Faksimile 0638 | Seite 630
Faksimile 0638 | Seite 630
Faksimile 0638 | Seite 630
groß
Grōß, a., größt:
Ggstz. von klein (s. d.), entweder mit beigefügter Maßbestimmung in Bezug auf räumliche Ausdehnung oder ohne solche in weitrem Sinn —: das Gewöhnliche, welches dann als Maßstab dient, in Bezug auf die Eigenschaft, für welche dies verglichen wird, überragend: 1) mit beigefügter Maßbestimmung, zumeist im Accus., die räumliche Ausdehnung sowohl von Linien als auch von Flächen und Körpern bezeichnend:
a) mit Accus.: Einen Fuß, Quadratfuß, Kubikfuß g.; Ein 10 Quadratruthen g–er Garten etc. Auch in Bezug auf eine besonders hervortretende Ausdehnung: Wie g. [hoch] ist der Baum? Ein 6 Fuß g–er Soldat etc.

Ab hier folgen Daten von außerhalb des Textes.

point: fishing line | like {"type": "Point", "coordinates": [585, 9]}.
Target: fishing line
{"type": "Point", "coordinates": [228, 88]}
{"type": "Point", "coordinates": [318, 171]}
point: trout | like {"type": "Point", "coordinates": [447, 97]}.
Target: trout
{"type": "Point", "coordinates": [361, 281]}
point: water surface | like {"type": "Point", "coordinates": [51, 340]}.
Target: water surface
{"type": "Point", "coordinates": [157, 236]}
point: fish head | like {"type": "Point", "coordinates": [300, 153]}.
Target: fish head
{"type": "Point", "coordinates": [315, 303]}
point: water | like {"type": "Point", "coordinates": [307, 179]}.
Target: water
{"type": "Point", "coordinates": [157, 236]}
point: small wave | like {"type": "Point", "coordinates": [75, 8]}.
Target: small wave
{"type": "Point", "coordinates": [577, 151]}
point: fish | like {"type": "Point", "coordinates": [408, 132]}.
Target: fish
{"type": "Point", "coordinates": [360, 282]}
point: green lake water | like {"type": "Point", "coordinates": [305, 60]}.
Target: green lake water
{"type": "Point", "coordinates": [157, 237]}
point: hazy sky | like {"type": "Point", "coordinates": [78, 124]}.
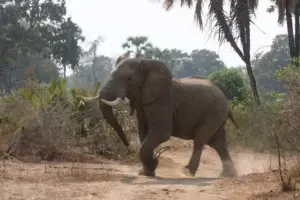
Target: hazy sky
{"type": "Point", "coordinates": [115, 20]}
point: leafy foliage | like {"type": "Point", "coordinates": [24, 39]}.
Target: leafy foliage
{"type": "Point", "coordinates": [35, 28]}
{"type": "Point", "coordinates": [231, 83]}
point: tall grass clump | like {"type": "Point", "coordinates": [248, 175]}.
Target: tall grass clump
{"type": "Point", "coordinates": [46, 122]}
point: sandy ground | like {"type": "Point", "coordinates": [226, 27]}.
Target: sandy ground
{"type": "Point", "coordinates": [112, 180]}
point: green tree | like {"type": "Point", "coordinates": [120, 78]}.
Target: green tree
{"type": "Point", "coordinates": [268, 63]}
{"type": "Point", "coordinates": [285, 9]}
{"type": "Point", "coordinates": [173, 58]}
{"type": "Point", "coordinates": [231, 82]}
{"type": "Point", "coordinates": [207, 61]}
{"type": "Point", "coordinates": [137, 45]}
{"type": "Point", "coordinates": [231, 27]}
{"type": "Point", "coordinates": [29, 27]}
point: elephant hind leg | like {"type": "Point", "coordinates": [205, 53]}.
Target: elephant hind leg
{"type": "Point", "coordinates": [219, 143]}
{"type": "Point", "coordinates": [194, 161]}
{"type": "Point", "coordinates": [146, 154]}
{"type": "Point", "coordinates": [201, 136]}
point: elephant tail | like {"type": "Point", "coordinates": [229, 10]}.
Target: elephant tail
{"type": "Point", "coordinates": [88, 99]}
{"type": "Point", "coordinates": [232, 119]}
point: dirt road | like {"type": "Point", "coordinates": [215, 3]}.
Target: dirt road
{"type": "Point", "coordinates": [114, 181]}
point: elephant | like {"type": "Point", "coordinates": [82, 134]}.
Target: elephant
{"type": "Point", "coordinates": [189, 108]}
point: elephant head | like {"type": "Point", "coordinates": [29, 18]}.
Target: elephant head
{"type": "Point", "coordinates": [140, 81]}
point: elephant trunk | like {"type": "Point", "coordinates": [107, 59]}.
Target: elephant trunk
{"type": "Point", "coordinates": [112, 103]}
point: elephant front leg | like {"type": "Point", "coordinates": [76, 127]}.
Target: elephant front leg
{"type": "Point", "coordinates": [159, 131]}
{"type": "Point", "coordinates": [194, 161]}
{"type": "Point", "coordinates": [142, 126]}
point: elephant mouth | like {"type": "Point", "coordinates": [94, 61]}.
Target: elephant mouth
{"type": "Point", "coordinates": [115, 102]}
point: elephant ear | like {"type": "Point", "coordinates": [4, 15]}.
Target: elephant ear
{"type": "Point", "coordinates": [157, 80]}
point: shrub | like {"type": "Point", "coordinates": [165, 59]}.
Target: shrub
{"type": "Point", "coordinates": [231, 82]}
{"type": "Point", "coordinates": [44, 122]}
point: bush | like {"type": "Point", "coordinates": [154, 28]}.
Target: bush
{"type": "Point", "coordinates": [231, 82]}
{"type": "Point", "coordinates": [45, 122]}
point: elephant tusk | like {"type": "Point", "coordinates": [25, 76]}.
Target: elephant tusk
{"type": "Point", "coordinates": [112, 103]}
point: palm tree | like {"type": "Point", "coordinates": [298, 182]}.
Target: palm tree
{"type": "Point", "coordinates": [137, 45]}
{"type": "Point", "coordinates": [230, 27]}
{"type": "Point", "coordinates": [285, 8]}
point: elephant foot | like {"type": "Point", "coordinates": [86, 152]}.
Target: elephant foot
{"type": "Point", "coordinates": [188, 172]}
{"type": "Point", "coordinates": [228, 173]}
{"type": "Point", "coordinates": [145, 172]}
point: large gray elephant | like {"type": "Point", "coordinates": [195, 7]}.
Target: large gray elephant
{"type": "Point", "coordinates": [189, 108]}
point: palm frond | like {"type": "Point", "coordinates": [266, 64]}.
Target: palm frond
{"type": "Point", "coordinates": [199, 12]}
{"type": "Point", "coordinates": [168, 4]}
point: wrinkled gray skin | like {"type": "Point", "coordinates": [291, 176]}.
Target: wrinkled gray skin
{"type": "Point", "coordinates": [190, 108]}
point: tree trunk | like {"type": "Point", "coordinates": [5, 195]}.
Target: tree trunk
{"type": "Point", "coordinates": [252, 83]}
{"type": "Point", "coordinates": [65, 71]}
{"type": "Point", "coordinates": [297, 39]}
{"type": "Point", "coordinates": [245, 39]}
{"type": "Point", "coordinates": [290, 31]}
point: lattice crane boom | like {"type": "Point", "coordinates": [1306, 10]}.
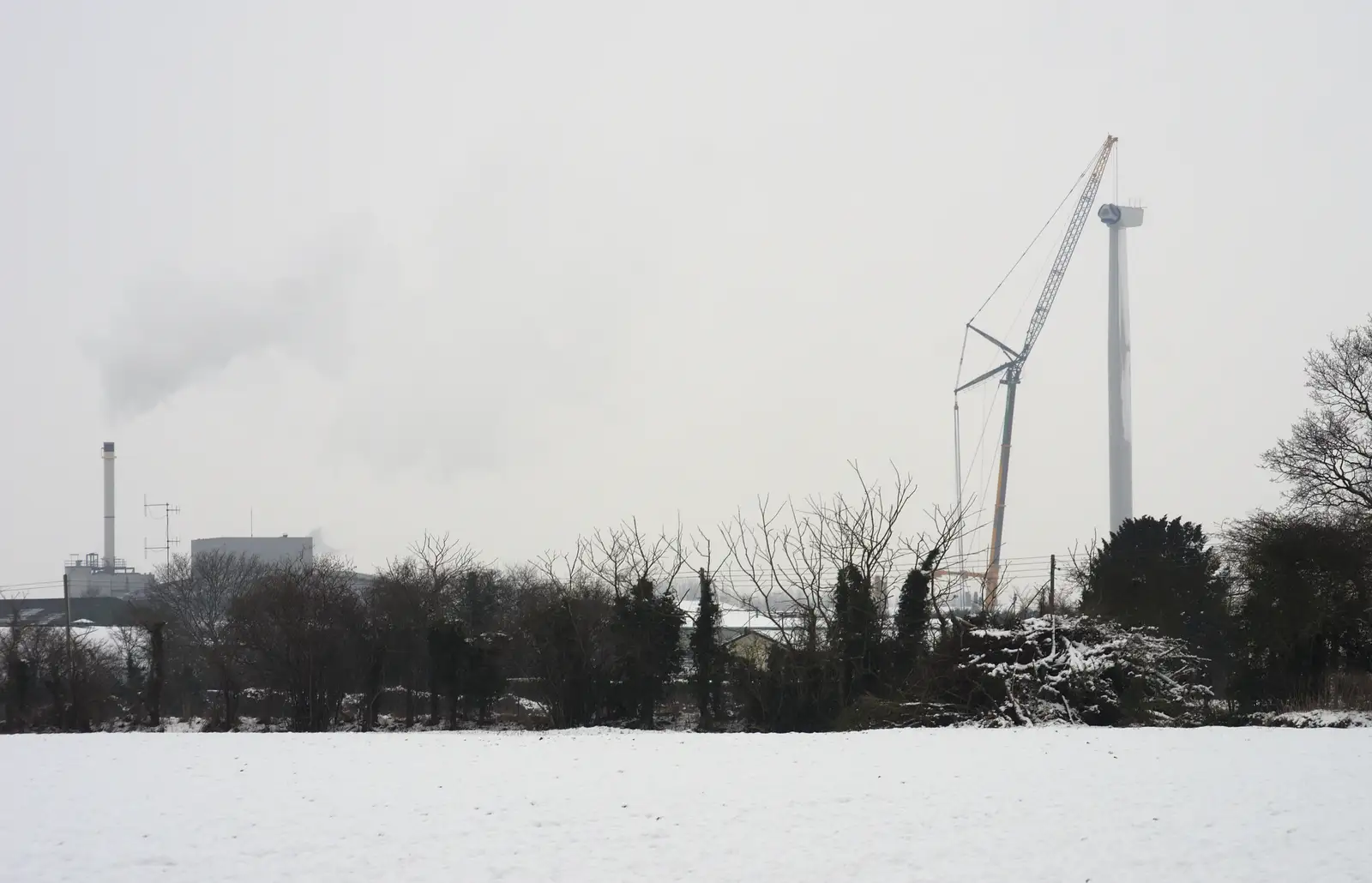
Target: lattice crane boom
{"type": "Point", "coordinates": [1013, 369]}
{"type": "Point", "coordinates": [1069, 244]}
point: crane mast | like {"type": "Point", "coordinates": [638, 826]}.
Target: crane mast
{"type": "Point", "coordinates": [1013, 368]}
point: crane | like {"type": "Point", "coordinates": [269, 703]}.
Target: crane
{"type": "Point", "coordinates": [1012, 370]}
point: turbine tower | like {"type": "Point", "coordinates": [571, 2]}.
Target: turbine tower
{"type": "Point", "coordinates": [1120, 219]}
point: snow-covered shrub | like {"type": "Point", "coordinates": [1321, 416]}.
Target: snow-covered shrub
{"type": "Point", "coordinates": [1074, 670]}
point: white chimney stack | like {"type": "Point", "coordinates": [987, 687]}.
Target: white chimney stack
{"type": "Point", "coordinates": [109, 505]}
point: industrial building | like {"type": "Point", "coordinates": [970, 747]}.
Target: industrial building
{"type": "Point", "coordinates": [268, 550]}
{"type": "Point", "coordinates": [107, 574]}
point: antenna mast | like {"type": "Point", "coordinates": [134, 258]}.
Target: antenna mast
{"type": "Point", "coordinates": [1012, 370]}
{"type": "Point", "coordinates": [168, 510]}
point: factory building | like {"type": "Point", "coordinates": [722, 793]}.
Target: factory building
{"type": "Point", "coordinates": [268, 550]}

b) mit so wie: So g. wie eine Hand, wie ein Thaler etc. Dafür namentlich früher mit Genit. (vgl. Breit 1): Nebst einem kleinen etwa eines Thalers g–en Stückchen Papier. Chamisso 5, 7; Einer Erbse g. G. 2, 147; W. 10, 259; Hier einer Nuß, dort einer Erbse g. Ramler F. 1, 74; Und wärst du eines Kirchthums g. Reithard 110; Eines Fingerringes g. Rückert Morg. 1, 59 Eines Nadelöhrs g. 60; Daß kaum noch einer Linse g. | davon zu sehen war. W. 11, 199.

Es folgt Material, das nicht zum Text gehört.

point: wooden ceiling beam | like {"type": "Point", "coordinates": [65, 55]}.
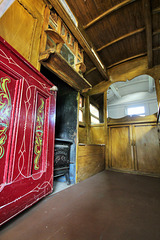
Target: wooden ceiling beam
{"type": "Point", "coordinates": [90, 70]}
{"type": "Point", "coordinates": [156, 48]}
{"type": "Point", "coordinates": [109, 11]}
{"type": "Point", "coordinates": [156, 32]}
{"type": "Point", "coordinates": [121, 38]}
{"type": "Point", "coordinates": [156, 10]}
{"type": "Point", "coordinates": [80, 35]}
{"type": "Point", "coordinates": [127, 59]}
{"type": "Point", "coordinates": [148, 23]}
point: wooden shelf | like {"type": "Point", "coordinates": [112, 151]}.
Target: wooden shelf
{"type": "Point", "coordinates": [58, 65]}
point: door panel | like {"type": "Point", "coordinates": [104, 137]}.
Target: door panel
{"type": "Point", "coordinates": [120, 147]}
{"type": "Point", "coordinates": [26, 133]}
{"type": "Point", "coordinates": [147, 148]}
{"type": "Point", "coordinates": [8, 96]}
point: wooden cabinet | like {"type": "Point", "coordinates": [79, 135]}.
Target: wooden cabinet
{"type": "Point", "coordinates": [134, 147]}
{"type": "Point", "coordinates": [27, 122]}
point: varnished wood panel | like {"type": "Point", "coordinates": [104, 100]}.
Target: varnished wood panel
{"type": "Point", "coordinates": [90, 161]}
{"type": "Point", "coordinates": [21, 27]}
{"type": "Point", "coordinates": [112, 26]}
{"type": "Point", "coordinates": [147, 148]}
{"type": "Point", "coordinates": [97, 134]}
{"type": "Point", "coordinates": [120, 156]}
{"type": "Point", "coordinates": [82, 134]}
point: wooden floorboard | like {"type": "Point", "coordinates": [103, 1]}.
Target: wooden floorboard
{"type": "Point", "coordinates": [107, 206]}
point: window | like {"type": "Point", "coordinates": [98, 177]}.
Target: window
{"type": "Point", "coordinates": [81, 109]}
{"type": "Point", "coordinates": [136, 111]}
{"type": "Point", "coordinates": [94, 114]}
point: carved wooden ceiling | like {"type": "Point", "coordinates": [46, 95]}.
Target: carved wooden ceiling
{"type": "Point", "coordinates": [119, 30]}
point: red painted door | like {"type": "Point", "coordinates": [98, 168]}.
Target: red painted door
{"type": "Point", "coordinates": [27, 123]}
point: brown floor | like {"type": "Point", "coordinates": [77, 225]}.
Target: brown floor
{"type": "Point", "coordinates": [107, 206]}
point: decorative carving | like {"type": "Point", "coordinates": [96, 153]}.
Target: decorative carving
{"type": "Point", "coordinates": [5, 111]}
{"type": "Point", "coordinates": [39, 134]}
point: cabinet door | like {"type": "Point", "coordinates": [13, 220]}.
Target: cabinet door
{"type": "Point", "coordinates": [120, 148]}
{"type": "Point", "coordinates": [147, 148]}
{"type": "Point", "coordinates": [27, 121]}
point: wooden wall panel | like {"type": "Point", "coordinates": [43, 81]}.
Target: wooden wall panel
{"type": "Point", "coordinates": [82, 135]}
{"type": "Point", "coordinates": [120, 156]}
{"type": "Point", "coordinates": [90, 161]}
{"type": "Point", "coordinates": [97, 135]}
{"type": "Point", "coordinates": [21, 27]}
{"type": "Point", "coordinates": [147, 148]}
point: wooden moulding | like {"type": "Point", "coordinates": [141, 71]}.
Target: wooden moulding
{"type": "Point", "coordinates": [58, 65]}
{"type": "Point", "coordinates": [134, 119]}
{"type": "Point", "coordinates": [54, 35]}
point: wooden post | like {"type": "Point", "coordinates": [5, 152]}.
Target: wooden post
{"type": "Point", "coordinates": [87, 118]}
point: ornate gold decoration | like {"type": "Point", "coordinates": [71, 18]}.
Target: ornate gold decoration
{"type": "Point", "coordinates": [5, 111]}
{"type": "Point", "coordinates": [39, 134]}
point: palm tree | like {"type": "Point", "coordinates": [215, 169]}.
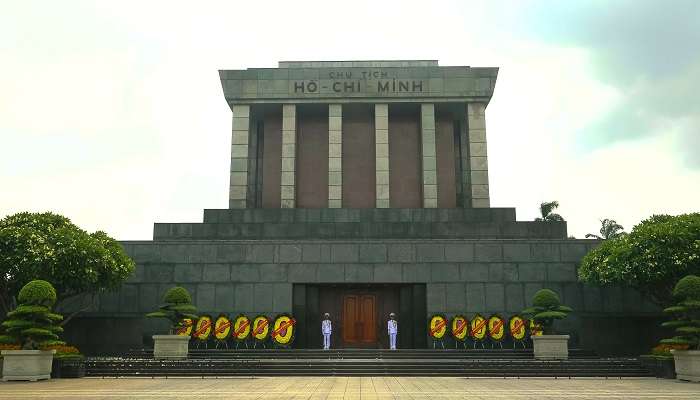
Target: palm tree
{"type": "Point", "coordinates": [609, 229]}
{"type": "Point", "coordinates": [546, 209]}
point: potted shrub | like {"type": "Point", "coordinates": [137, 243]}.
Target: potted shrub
{"type": "Point", "coordinates": [546, 308]}
{"type": "Point", "coordinates": [176, 308]}
{"type": "Point", "coordinates": [67, 362]}
{"type": "Point", "coordinates": [32, 326]}
{"type": "Point", "coordinates": [686, 322]}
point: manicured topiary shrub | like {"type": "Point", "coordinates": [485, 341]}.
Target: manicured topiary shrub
{"type": "Point", "coordinates": [32, 325]}
{"type": "Point", "coordinates": [546, 308]}
{"type": "Point", "coordinates": [178, 306]}
{"type": "Point", "coordinates": [686, 313]}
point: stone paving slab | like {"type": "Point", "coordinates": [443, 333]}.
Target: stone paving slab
{"type": "Point", "coordinates": [349, 388]}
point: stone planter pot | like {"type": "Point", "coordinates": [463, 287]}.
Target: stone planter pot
{"type": "Point", "coordinates": [26, 365]}
{"type": "Point", "coordinates": [551, 347]}
{"type": "Point", "coordinates": [687, 364]}
{"type": "Point", "coordinates": [170, 346]}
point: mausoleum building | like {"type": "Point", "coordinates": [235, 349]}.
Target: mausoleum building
{"type": "Point", "coordinates": [361, 188]}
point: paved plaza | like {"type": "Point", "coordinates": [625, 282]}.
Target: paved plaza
{"type": "Point", "coordinates": [350, 388]}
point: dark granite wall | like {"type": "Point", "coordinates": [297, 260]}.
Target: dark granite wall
{"type": "Point", "coordinates": [460, 276]}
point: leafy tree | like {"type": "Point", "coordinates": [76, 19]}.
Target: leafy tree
{"type": "Point", "coordinates": [178, 306]}
{"type": "Point", "coordinates": [546, 209]}
{"type": "Point", "coordinates": [652, 258]}
{"type": "Point", "coordinates": [686, 313]}
{"type": "Point", "coordinates": [609, 229]}
{"type": "Point", "coordinates": [49, 247]}
{"type": "Point", "coordinates": [32, 324]}
{"type": "Point", "coordinates": [546, 308]}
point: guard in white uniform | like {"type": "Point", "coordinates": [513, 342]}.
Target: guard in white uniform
{"type": "Point", "coordinates": [393, 329]}
{"type": "Point", "coordinates": [326, 330]}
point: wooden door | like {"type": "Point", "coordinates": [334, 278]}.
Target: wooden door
{"type": "Point", "coordinates": [359, 320]}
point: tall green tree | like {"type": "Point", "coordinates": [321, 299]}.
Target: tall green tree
{"type": "Point", "coordinates": [49, 247]}
{"type": "Point", "coordinates": [651, 258]}
{"type": "Point", "coordinates": [609, 229]}
{"type": "Point", "coordinates": [547, 211]}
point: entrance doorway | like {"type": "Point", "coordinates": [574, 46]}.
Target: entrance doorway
{"type": "Point", "coordinates": [359, 320]}
{"type": "Point", "coordinates": [359, 313]}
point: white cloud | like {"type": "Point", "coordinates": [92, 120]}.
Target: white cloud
{"type": "Point", "coordinates": [113, 114]}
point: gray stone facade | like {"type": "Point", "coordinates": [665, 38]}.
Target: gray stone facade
{"type": "Point", "coordinates": [461, 276]}
{"type": "Point", "coordinates": [465, 260]}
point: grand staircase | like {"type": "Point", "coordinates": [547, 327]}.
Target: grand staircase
{"type": "Point", "coordinates": [355, 362]}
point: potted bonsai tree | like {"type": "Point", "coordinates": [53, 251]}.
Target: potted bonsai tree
{"type": "Point", "coordinates": [32, 326]}
{"type": "Point", "coordinates": [686, 322]}
{"type": "Point", "coordinates": [546, 308]}
{"type": "Point", "coordinates": [176, 308]}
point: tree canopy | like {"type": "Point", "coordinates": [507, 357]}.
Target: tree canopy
{"type": "Point", "coordinates": [546, 308]}
{"type": "Point", "coordinates": [32, 324]}
{"type": "Point", "coordinates": [547, 211]}
{"type": "Point", "coordinates": [49, 247]}
{"type": "Point", "coordinates": [609, 229]}
{"type": "Point", "coordinates": [176, 308]}
{"type": "Point", "coordinates": [651, 258]}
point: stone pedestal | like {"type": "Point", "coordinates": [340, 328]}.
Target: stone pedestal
{"type": "Point", "coordinates": [551, 347]}
{"type": "Point", "coordinates": [687, 364]}
{"type": "Point", "coordinates": [26, 365]}
{"type": "Point", "coordinates": [170, 346]}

c) in Zsstzg.: Den hand-g–en Bläuling. Burmeister g. 2, 266; Haselnuß-g–e Löcher. Mitscherlich 2, 2, 305; Haupt-g–e Nüsse. Mühlpforth 2, 45; Von ihren Forderungen nicht nagels-g. nachzulassen. Mörike N. 141; Die Erscheinung war so riesen-g., daß ich mich recht als Zwerg empfinden sollte. G. 11, 28; Mit Feueraugen tellers-g. B. 24a etc. 2)ohne Maßbestimmung, mit verschieden nüancierten, vielfach in einander übergreifenden Bedeutungen, je nach dem gedanklich zu Grunde liegenden Vergleichspunkt, nam. (wo im Gegensatz fast überall „klein“ stehen kann):
a) räumlich bedeutend an Ausdehnung, Umfang etc. (s. 1): G–e [hohe] Soldaten, Bäume etc.; G–e Thiere, Berge, Gebirge, Flüsse, Seeen, Gärten, Schlösser, Häuser, Städte (s. i); Gott machte 2 g–e Lichter, ein g–es Licht, das den Tag regieren und ein [in Vergleich zu diesem g–en] kleines Licht. 1. Mos. 1, 16; Kleines und g–es Vieh. 26, 14; Die Gestirne des g–en und des kleinen Bären; Die g–e und die kleine Are der Ellipse; Zimmer g. und klein. W. 12, 12, 67 etc.; Die g–e Zeh; G–e Bücher; Die g–en [umfangreichen] Propheten (s. k) in der Bibel, Ggstz.: Die kleinen; Ein g–es Stück, ein g–er Theil des Ganzen; G–e Entfernung; G–e Märsche, Reisen; G–e Schritte nehmen; G–e Augen machen (s. 1); Das Wasser wird g. [schwillt an]; veralt.: G–en [schwangern] Leibes. Zinkgräf 1, 176; G–e Meile. Stumpf 395a; 605a, länger als die gewöhnliche, vgl. e, während: Eine kleine Meile eine knappe bezeichnet, die es nicht ganz oder doch nur kaum ist, so auch: Kleine zwei Meilen. Droysen Y. 1, 147, im Ggstz.: Starke zwei Meilen. 148 etc. Ähnlich zeitlich: Eine kleine Stunde, Ggstz.: eine volle [gewöhnl. nicht: g–e] Stunde, vgl.: Eine kleine Weile, Zeit, einen kleinen Augenblick warten etc., wo g. als Ggstz. unüblich ist (s. i), dochz. B.: Eine kleine, eine g–e Pause tritt ein etc.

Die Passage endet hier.